Naquela época eu estava aprendendo a fazer tricô. Eu assisti a todos os jogos da Copa de 94 (exceto aos do Brasil, claro) tecendo a minha primeira blusa de tricô. Ela era azul marinho, de ponto arroz e eu a tenho até hoje. 



Nas vésperas da Copa de 94, eu aprendi uma receita de pipoca com açúcar e Nescau e, a primeira vez que eu a fiz foi na estreia do Brasil, contra Camarões. Passei, então, a fazer pipoca de Nescau em todos os jogos do Brasil, de modo que, pra mim, a Copa de 94 tem cheiro de pipoca de Nescau.


Durante a Copa, eu viajei para Minas com a minha mãe, para passarmos as férias.

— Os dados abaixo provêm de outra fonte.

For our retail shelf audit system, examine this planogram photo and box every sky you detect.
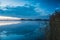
[0,0,60,18]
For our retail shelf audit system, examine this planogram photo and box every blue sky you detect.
[0,0,60,17]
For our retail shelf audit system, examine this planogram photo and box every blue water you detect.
[0,21,46,40]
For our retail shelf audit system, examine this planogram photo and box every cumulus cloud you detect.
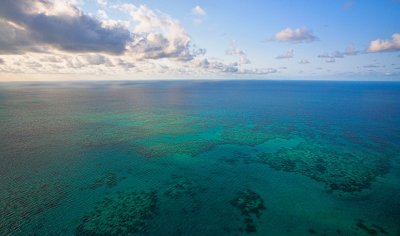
[273,28,317,43]
[0,0,132,54]
[342,2,354,10]
[325,57,336,63]
[344,44,359,56]
[318,51,344,58]
[367,33,400,52]
[299,59,310,64]
[363,64,380,68]
[192,5,207,25]
[275,48,294,59]
[114,4,204,61]
[192,5,207,16]
[225,44,251,64]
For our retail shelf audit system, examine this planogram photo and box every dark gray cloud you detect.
[0,0,132,54]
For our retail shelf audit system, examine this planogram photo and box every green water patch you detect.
[164,175,206,199]
[0,181,67,235]
[257,140,390,196]
[75,191,157,235]
[80,172,125,190]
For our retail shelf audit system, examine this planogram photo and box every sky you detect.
[0,0,400,81]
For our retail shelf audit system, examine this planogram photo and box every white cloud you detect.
[97,0,108,7]
[342,2,354,10]
[192,5,207,16]
[344,44,359,56]
[225,43,251,65]
[273,28,317,43]
[367,33,400,52]
[325,57,336,63]
[114,4,203,61]
[275,48,294,59]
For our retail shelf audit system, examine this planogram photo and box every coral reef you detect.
[221,125,271,146]
[164,176,198,199]
[257,141,390,194]
[135,140,216,158]
[231,189,265,233]
[355,219,388,235]
[0,182,66,235]
[75,191,157,235]
[81,172,118,190]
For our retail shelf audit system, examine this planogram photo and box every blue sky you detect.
[0,0,400,81]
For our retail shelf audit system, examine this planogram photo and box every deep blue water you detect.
[0,81,400,235]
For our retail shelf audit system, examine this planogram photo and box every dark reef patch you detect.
[75,191,157,235]
[257,141,391,195]
[355,219,388,235]
[81,172,119,190]
[231,189,265,233]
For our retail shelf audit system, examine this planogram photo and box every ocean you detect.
[0,81,400,236]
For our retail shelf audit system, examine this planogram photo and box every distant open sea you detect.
[0,81,400,236]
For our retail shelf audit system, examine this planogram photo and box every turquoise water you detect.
[0,81,400,235]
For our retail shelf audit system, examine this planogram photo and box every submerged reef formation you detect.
[257,141,390,195]
[0,181,67,235]
[164,176,198,199]
[231,189,265,233]
[221,125,271,146]
[355,219,388,235]
[81,172,118,190]
[134,140,216,158]
[75,191,157,235]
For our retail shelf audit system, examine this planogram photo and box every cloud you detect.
[114,4,205,61]
[363,64,380,68]
[273,28,317,43]
[192,5,207,25]
[0,0,132,54]
[192,5,207,16]
[344,44,360,56]
[342,2,354,10]
[225,43,251,64]
[367,33,400,52]
[275,48,294,59]
[299,59,310,64]
[239,68,278,75]
[318,51,345,63]
[325,57,336,63]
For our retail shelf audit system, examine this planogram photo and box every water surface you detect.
[0,81,400,235]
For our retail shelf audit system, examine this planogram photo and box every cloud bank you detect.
[367,33,400,52]
[273,28,317,43]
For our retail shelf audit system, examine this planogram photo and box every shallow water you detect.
[0,81,400,235]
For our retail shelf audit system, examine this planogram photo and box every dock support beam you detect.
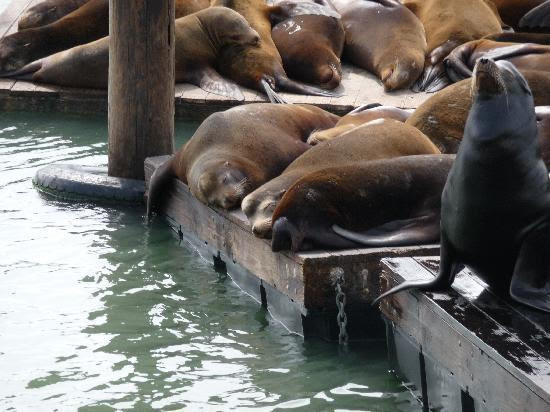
[108,0,175,180]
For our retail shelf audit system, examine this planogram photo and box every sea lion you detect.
[242,119,440,237]
[402,0,502,92]
[212,0,337,103]
[406,70,550,153]
[332,0,427,91]
[270,1,345,89]
[0,0,209,73]
[3,7,260,100]
[307,103,412,145]
[377,59,550,312]
[271,155,454,252]
[147,103,338,216]
[17,0,90,30]
[444,39,550,82]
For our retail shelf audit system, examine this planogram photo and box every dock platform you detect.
[0,0,429,120]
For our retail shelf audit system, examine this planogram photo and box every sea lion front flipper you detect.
[185,67,244,101]
[519,0,550,29]
[510,223,550,312]
[332,214,440,247]
[372,232,464,305]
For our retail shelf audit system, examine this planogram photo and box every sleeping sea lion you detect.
[402,0,502,92]
[332,0,427,91]
[242,119,440,237]
[377,59,550,312]
[17,0,90,30]
[271,155,454,252]
[444,39,550,82]
[3,7,260,100]
[0,0,209,73]
[270,1,345,89]
[212,0,336,103]
[147,103,338,216]
[307,103,412,145]
[406,70,550,153]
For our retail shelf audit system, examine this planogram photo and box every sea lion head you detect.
[188,157,257,209]
[208,7,266,47]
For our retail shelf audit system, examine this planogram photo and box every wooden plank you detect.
[381,258,550,411]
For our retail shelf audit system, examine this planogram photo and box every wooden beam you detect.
[108,0,175,179]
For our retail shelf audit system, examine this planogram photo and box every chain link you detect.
[330,268,348,346]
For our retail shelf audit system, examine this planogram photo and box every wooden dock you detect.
[380,257,550,412]
[0,0,429,120]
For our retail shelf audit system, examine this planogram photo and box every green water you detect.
[0,113,419,411]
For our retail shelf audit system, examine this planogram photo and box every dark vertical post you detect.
[109,0,175,179]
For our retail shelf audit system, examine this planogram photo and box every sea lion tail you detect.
[0,59,43,80]
[147,156,174,221]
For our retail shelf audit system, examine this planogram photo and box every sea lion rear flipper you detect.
[332,214,440,247]
[372,232,463,305]
[519,0,550,29]
[186,67,244,101]
[510,223,550,312]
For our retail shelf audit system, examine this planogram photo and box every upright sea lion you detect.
[332,0,427,91]
[17,0,90,30]
[378,59,550,312]
[270,1,345,89]
[444,39,550,82]
[242,119,440,237]
[0,0,209,73]
[212,0,335,102]
[406,70,550,153]
[147,103,338,216]
[3,7,260,100]
[271,155,454,252]
[402,0,502,92]
[307,103,412,145]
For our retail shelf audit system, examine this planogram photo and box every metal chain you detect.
[330,268,348,346]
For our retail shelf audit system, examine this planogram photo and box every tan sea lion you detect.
[17,0,90,30]
[242,119,440,237]
[0,0,209,73]
[332,0,427,91]
[212,0,336,102]
[402,0,502,92]
[270,1,345,89]
[147,103,338,216]
[271,155,454,252]
[406,70,550,153]
[444,39,550,82]
[307,103,412,145]
[3,7,259,100]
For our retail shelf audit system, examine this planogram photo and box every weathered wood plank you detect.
[381,258,550,411]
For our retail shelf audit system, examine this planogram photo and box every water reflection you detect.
[0,114,419,411]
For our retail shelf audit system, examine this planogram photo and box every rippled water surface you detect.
[0,113,419,411]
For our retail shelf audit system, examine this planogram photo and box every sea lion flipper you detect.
[332,214,439,247]
[187,67,244,101]
[510,223,550,312]
[519,0,550,29]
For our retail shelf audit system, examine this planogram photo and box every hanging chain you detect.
[330,268,348,346]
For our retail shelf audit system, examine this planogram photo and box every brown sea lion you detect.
[147,103,338,216]
[271,155,454,252]
[402,0,502,92]
[270,1,345,89]
[307,103,412,145]
[212,0,336,103]
[0,0,209,73]
[332,0,427,91]
[242,119,440,237]
[3,7,260,100]
[17,0,90,30]
[444,39,550,82]
[377,59,550,312]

Sim, eu levei o meu projeto de tricô e continuei a fazer a tal pipoca de Nescau. 

Eu era fã do Branco, o lateral esquerdo, da camisa 6. Ele fez um gol salvador contra a Holanda, gol que ele mesmo batizou de 'gol cala a boca'. Acho que todo mundo se lembra daquela partida. Estávamos empatados em 2 x 2 e precisávamos vencer para seguir até à final. Branco fez seu gol de falta, foi lindo! Choramos, aliviados. Mas aquele 09 de julho me marcou profundamente de outra maneira também. Eu estava na sala da casa da minha tia, ainda em Minas, sozinha. Meus primos tinham ido para a rua, mas eu queria manter a intimidade com a partida que só a solidão permite. Fiz a minha pipoca de Nescau e me empacotei no sofá, com cobertas e todos os agasalhos possíveis, naquela tarde mineira e gelada. No intervalo do jogo, fui ao banheiro fazer xixi e...


Surpresa!!! Coloquei a cabeça pra fora da porta e gritei, corredor afora: 'Mãããeee!!!'. Como dizem, eu havia ficado mocinha. Aquilo foi bastante confuso para mim (embora eu esperasse), mas deixei para pensar nisso depois do jogo. Voltei para o segundo tempo diferente, mas a menina-louca-por-futebol imperou. Sempre que eu revejo aquele chute do Branco, o Romário se esquivando da bola e ela entrando no gol, me lembro da multiplicidade de sensações daquela tarde. Enfim, a minha menarca aconteceu durante um jogaço do Brasil na Copa de 94! E vencemos!



Dias depois voltei com a minha mãe para a nossa cidade, no ES, onde assisti à final contra Roberto Baggio e cia com o meu pai, em nossa casa. Cumprindo o meu protocolo, fiz pipoca de Nescau e assisti com ele àquele tenebroso 0 x 0. Não teve jeito, teríamos que encarar os pênaltis. Eu morri em todas as cobranças. Todas. 



Quando o Baggio chutou por cima do travessão e jogou o tetra em nosso colo, instintivamente eu enterrei a cabeça no peito do meu pai e chorei descontroladamente. Nunca sentira aquilo antes. Lembro-me de ter deixado encharcada a sua camisa de seda azul claro, que ficou rapidamente com uma enorme mancha azul escuro, totalmente grudada em sua pele. Depois que nos acalmamos, fomos à rua assistir à carreata e aos fogos, uma alegria indizível, imensurável. 



Poucos anos depois, eu vi o Brasil ser penta, mas não me lembro de muita coisa. A Copa de 94 foi a minha Copa, a "Copa das Copas". Eu estava com o meu pai, eu tecia sonhos em ponto arroz. Eu deixava de ser criança naqueles dias mágicos, que tinham cheiro de pipoca de Nescau.